By no means is coming out to others an easy thing; in many cases, it is filled with difficulties and losses. I am so unbelievably fortunate that, in my case, the hardest part was realising that there are people in my life that care about me and want me to be happy with myself.
I couldn’t quite place where my discomfort was rooted for a long time. I identified as gay for about two years during high school, but that part of my identity never quite felt right. When I arrived at university I started learning a lot more about my options and myself. I started seeing mental health professionals and learnt that being transgender was an option and found that it clicked with me more than anything had before. With this realisation came a period where I effectively went through my entire life, thinking through how things would change – how my existence would change; how my family, my friends, and my co-workers would see and treat me, among many other questions.
With this realisation came a period where I effectively went through my entire life, thinking through how things would change – how my existence would change; how my family, my friends, and my co-workers would see and treat me, among many other questions.

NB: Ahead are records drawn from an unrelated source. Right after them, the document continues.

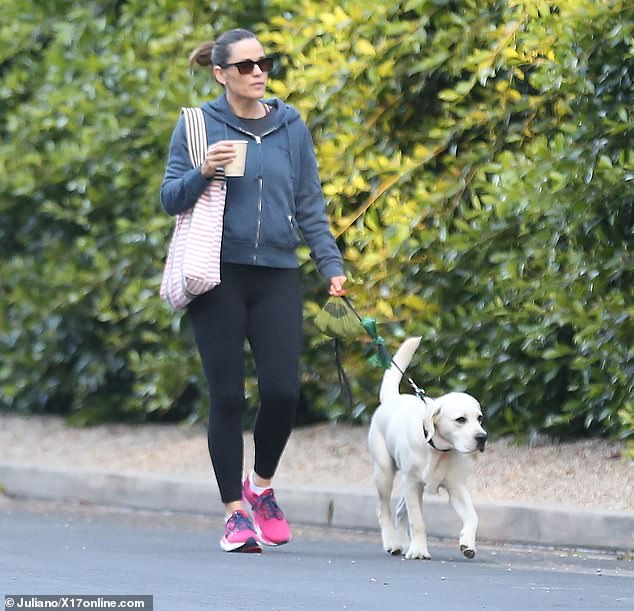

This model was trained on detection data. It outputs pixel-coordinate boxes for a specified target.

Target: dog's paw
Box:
[460,545,475,559]
[405,546,431,560]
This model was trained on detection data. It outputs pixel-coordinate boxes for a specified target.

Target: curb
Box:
[0,464,634,552]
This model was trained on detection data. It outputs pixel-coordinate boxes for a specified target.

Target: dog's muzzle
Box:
[476,433,487,452]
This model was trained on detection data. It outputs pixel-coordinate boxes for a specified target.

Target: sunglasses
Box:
[222,57,274,74]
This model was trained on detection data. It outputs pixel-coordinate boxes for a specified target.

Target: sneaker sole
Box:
[220,537,262,554]
[255,524,291,547]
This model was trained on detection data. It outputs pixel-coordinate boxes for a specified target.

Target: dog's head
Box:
[423,392,487,454]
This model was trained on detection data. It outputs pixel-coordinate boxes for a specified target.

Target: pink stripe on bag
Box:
[160,108,226,310]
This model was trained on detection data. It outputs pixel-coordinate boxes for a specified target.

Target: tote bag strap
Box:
[182,106,207,168]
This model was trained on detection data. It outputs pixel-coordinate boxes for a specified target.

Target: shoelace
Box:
[227,511,253,531]
[253,491,284,520]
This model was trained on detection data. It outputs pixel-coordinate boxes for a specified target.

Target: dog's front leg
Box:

Accepting myself was a long process. I had finally told someone that I was transgender in March, but it hadn’t really clicked yet. Even as I said it, there was some internal recoil, as if I shouldn’t be saying it or it was the wrong thing to be saying. It took about two months of reassurance from friends and mental health professionals, as well as further personal development, for me to be able to say that I was transgender and truly believe myself. I was so happy when this happened because nothing like it had ever happened before.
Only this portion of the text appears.